Ready for Blast On

 I've all but definitely decided my next race is the Belltown Throwdown in Easthampton, CT, roughly two weeks from now.  It's good to (almost) have a sure date, so I can wander through my world of misdirected training with a little direction, or at least a sense of where I'm headed, maybe.  Physical efforts over the past few weeks have been a bit of a hodgepodge, even by my non-standard standards, from my ill-prepared running of the 7 Sisters trail race to the following half week of concerted recovery so I could once again walk normally.  After that, two weekend adventures away from home were terrific fun and good for logging miles that I'll never write down, but I've been a little shy of intense efforts on the bike, and given that what I lacked at Secret Squirrel was speed, not endurance, yes, I've been doing it all wrong.  Good there's no longer anybody paying me to get this right.

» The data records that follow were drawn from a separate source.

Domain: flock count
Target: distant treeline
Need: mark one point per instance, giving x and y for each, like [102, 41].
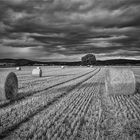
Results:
[25, 62]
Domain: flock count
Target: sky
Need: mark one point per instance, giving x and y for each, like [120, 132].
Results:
[66, 30]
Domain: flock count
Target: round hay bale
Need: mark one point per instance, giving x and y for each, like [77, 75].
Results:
[37, 72]
[119, 81]
[18, 68]
[62, 67]
[38, 68]
[8, 86]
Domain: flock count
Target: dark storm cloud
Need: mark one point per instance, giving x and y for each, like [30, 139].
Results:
[71, 27]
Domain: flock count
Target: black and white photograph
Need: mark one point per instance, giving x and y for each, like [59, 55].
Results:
[69, 69]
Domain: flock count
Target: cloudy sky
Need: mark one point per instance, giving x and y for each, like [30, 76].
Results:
[51, 30]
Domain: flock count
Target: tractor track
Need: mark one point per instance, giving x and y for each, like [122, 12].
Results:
[23, 95]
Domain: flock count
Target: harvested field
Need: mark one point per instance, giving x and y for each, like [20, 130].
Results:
[69, 104]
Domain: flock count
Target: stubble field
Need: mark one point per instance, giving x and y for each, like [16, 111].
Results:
[69, 104]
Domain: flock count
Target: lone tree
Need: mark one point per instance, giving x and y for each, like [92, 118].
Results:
[88, 59]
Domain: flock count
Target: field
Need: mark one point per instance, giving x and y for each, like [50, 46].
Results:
[69, 104]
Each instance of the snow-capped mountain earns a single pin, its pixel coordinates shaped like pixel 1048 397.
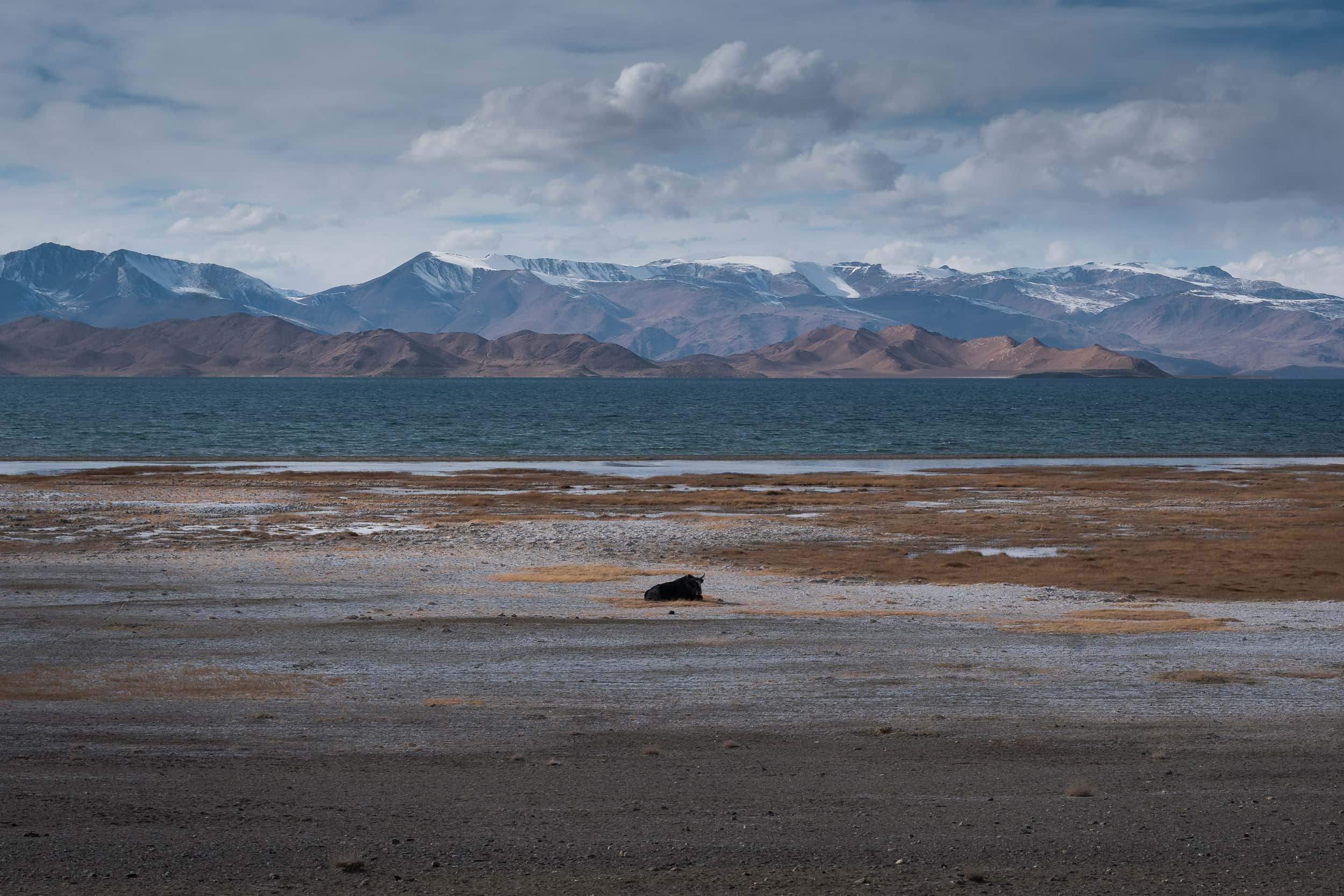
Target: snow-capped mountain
pixel 127 289
pixel 1187 320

The landscape of New England mountain bike racing has changed in many ways since I last raced regularly sixteen years ago, and notably, there are far fewer races on offer.  "Back in my day," we used to have a race every weekend, sometimes two, and maybe even a choice of different events on the same day.  I'm not sure if it's time or Covid, some combination of those two, or something else all together, but mountain bike racing seems like more a twice-a-month affair these days.  When there was lots of racing, once into the season, my weekly training was more an exercise in recovery and maintenance, with the lion's, tiger's and bear's share of hard efforts coming with a number plate strapped on my bike, but these days, the option of racing into fitness just isn't there.

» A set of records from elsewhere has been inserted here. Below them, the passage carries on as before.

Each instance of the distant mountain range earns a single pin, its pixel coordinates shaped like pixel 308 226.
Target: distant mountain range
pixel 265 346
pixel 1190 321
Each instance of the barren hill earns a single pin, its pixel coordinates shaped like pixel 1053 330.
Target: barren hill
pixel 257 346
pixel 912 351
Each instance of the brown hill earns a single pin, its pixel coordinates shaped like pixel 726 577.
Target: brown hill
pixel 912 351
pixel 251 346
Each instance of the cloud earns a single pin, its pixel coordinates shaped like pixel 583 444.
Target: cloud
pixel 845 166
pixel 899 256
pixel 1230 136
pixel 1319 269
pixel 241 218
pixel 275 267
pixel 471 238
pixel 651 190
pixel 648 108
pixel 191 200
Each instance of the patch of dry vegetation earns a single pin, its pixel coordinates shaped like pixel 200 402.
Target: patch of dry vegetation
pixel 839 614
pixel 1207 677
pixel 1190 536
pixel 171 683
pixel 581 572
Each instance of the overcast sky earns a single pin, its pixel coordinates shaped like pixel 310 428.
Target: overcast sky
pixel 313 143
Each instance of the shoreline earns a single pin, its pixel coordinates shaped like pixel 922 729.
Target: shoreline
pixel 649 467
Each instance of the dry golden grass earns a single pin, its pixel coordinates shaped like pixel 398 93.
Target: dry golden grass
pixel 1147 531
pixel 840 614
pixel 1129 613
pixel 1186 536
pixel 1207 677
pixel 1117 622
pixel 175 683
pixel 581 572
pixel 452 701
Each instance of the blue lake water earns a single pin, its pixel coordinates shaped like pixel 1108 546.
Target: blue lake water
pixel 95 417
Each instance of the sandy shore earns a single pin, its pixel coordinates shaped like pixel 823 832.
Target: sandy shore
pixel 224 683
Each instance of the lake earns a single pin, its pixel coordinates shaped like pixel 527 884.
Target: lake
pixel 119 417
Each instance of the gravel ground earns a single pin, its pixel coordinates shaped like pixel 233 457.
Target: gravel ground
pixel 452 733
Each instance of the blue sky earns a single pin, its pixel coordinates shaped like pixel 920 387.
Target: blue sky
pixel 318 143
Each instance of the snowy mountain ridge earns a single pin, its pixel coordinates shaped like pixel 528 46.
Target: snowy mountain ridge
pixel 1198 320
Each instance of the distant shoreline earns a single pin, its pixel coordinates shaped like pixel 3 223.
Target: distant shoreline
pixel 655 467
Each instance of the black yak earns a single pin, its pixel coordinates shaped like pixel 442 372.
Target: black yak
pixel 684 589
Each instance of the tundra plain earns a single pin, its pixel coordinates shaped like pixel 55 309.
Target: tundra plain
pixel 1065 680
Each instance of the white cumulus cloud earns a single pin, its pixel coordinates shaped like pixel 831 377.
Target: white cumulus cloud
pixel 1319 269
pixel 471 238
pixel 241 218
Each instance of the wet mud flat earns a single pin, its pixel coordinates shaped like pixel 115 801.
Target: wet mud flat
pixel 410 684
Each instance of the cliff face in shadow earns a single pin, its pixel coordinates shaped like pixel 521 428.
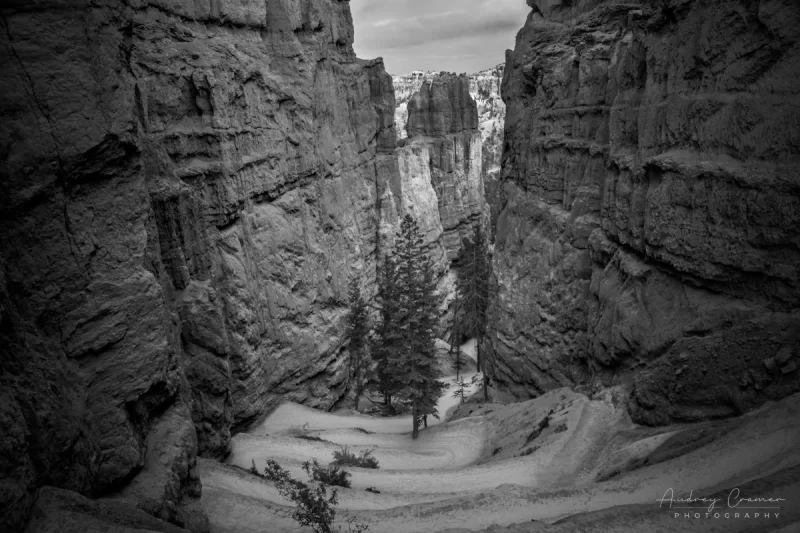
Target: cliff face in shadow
pixel 186 188
pixel 647 228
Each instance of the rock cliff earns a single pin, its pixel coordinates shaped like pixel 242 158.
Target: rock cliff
pixel 484 87
pixel 186 187
pixel 647 227
pixel 444 144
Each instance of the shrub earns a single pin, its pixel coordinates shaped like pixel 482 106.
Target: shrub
pixel 315 508
pixel 332 475
pixel 346 457
pixel 529 451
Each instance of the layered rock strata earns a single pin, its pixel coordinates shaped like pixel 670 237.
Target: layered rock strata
pixel 444 148
pixel 186 188
pixel 647 227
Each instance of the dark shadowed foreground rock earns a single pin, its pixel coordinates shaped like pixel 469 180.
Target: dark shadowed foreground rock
pixel 652 519
pixel 185 189
pixel 647 228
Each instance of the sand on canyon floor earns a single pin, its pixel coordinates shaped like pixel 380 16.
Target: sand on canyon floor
pixel 502 466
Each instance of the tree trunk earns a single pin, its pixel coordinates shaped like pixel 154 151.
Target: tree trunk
pixel 415 418
pixel 478 343
pixel 478 354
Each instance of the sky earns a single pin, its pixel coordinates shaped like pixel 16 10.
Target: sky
pixel 452 35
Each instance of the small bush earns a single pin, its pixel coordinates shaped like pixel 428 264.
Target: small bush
pixel 315 507
pixel 529 451
pixel 363 460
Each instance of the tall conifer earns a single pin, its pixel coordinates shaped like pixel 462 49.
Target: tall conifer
pixel 417 321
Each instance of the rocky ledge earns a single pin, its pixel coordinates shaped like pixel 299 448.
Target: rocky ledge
pixel 186 188
pixel 647 223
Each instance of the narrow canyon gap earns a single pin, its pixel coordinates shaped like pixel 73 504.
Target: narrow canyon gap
pixel 186 187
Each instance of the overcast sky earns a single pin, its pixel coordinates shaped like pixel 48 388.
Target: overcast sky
pixel 452 35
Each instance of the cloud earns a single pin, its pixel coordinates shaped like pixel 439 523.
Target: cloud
pixel 455 35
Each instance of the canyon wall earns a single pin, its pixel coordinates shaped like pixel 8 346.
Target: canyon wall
pixel 439 179
pixel 186 187
pixel 647 224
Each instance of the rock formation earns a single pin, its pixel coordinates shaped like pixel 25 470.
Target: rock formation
pixel 484 87
pixel 444 137
pixel 647 228
pixel 186 187
pixel 437 177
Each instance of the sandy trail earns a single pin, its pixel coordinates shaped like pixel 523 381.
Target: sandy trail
pixel 448 478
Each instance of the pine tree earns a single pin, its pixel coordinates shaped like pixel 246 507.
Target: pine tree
pixel 417 319
pixel 386 342
pixel 358 335
pixel 473 284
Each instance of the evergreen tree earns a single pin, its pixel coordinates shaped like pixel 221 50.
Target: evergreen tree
pixel 473 284
pixel 386 340
pixel 417 314
pixel 358 335
pixel 461 389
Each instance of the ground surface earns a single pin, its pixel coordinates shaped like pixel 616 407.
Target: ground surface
pixel 507 465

I'm actually quite happy with this situation.  While I'm excited to give racing another go with some new challenges and objectives, I don't want it to dominate my summer in the way it once did.  If that means learning how to push on my own, so be it, and to that end, I tried riding hard yesterday.  In the past, I'd do most training on a road bike because it was difficult to control efforts in the woods.  When riding technical trail, there are invariably points that push the legs if pushing the bike uphill is to be avoided.  Also, it's just plain fun to ride a mountain bike fast, so now, to go hard, I go trail riding.  In yesterday's case, that was an hour and a quarter at race pace around the canal trails in Belchertown, book-ended by a twenty-five minute transit on either side the effort.  Add that all up, and it comes to just over two hours of riding.

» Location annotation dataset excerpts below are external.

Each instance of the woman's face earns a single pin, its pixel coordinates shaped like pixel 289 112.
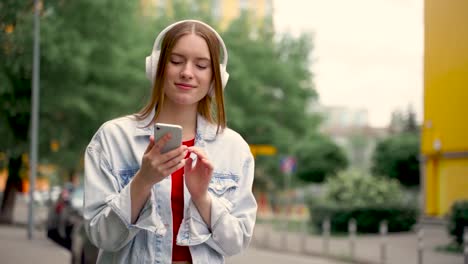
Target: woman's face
pixel 188 71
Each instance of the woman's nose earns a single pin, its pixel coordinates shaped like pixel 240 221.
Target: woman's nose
pixel 187 71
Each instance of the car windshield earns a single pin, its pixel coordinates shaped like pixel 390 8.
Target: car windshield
pixel 77 198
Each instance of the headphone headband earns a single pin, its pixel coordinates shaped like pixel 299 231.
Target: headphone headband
pixel 161 35
pixel 153 58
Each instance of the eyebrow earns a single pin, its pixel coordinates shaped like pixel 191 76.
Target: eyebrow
pixel 198 58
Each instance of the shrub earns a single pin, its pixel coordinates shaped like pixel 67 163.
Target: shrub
pixel 399 218
pixel 367 199
pixel 354 188
pixel 458 220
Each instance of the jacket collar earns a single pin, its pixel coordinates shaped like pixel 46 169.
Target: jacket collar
pixel 205 129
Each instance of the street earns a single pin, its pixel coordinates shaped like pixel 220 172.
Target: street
pixel 16 248
pixel 259 256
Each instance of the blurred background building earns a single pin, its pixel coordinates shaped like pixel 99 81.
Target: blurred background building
pixel 225 11
pixel 350 129
pixel 444 145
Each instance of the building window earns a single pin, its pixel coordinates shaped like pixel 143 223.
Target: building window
pixel 268 8
pixel 216 4
pixel 243 5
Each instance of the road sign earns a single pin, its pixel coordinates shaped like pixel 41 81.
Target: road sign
pixel 288 164
pixel 267 150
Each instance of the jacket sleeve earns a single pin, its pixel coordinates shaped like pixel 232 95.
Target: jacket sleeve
pixel 232 221
pixel 107 206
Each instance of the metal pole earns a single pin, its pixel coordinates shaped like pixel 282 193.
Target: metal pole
pixel 284 238
pixel 465 244
pixel 352 237
pixel 266 235
pixel 305 233
pixel 34 118
pixel 383 241
pixel 326 235
pixel 420 245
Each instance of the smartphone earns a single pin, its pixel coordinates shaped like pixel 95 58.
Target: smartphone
pixel 161 129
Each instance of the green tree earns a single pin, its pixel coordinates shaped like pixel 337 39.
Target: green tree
pixel 269 89
pixel 397 157
pixel 89 73
pixel 318 158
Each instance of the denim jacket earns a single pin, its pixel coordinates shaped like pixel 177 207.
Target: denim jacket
pixel 114 156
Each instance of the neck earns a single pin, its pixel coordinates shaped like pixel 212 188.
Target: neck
pixel 185 116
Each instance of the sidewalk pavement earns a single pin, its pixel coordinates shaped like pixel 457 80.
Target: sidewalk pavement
pixel 401 247
pixel 15 247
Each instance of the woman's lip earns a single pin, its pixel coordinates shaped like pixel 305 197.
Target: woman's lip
pixel 184 86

Hmm, two hours, I want more.  Fortunately, last night the NCC Trail Blasters junior mountain bike program came to town, or more specifically, a twelve minute ride down my street, so after a quick dinner, I was back on my bike and rolling down the road to meet Craig and Tom and their gang of five young riders for a romp through the Batchelor Street trails.  As described before, it was a chance meeting my freshman year of high school that led me to mountain bike racing and ultimately much of the life I've been fortunate to live.  Once I found that scene, there were a number of people who took a genuine interest in the junior racers, helping get me to the races, giving a bit of skills coaching, or just offering encouragement as I sweated my way around a course, and following their example, I've tried to offer something to the waves of next-generation riders that have come behind me.  Plus, kids on bikes are just a hoot, so I found another two hours on the bike last night, if not going all that fast, having a complete Blaster!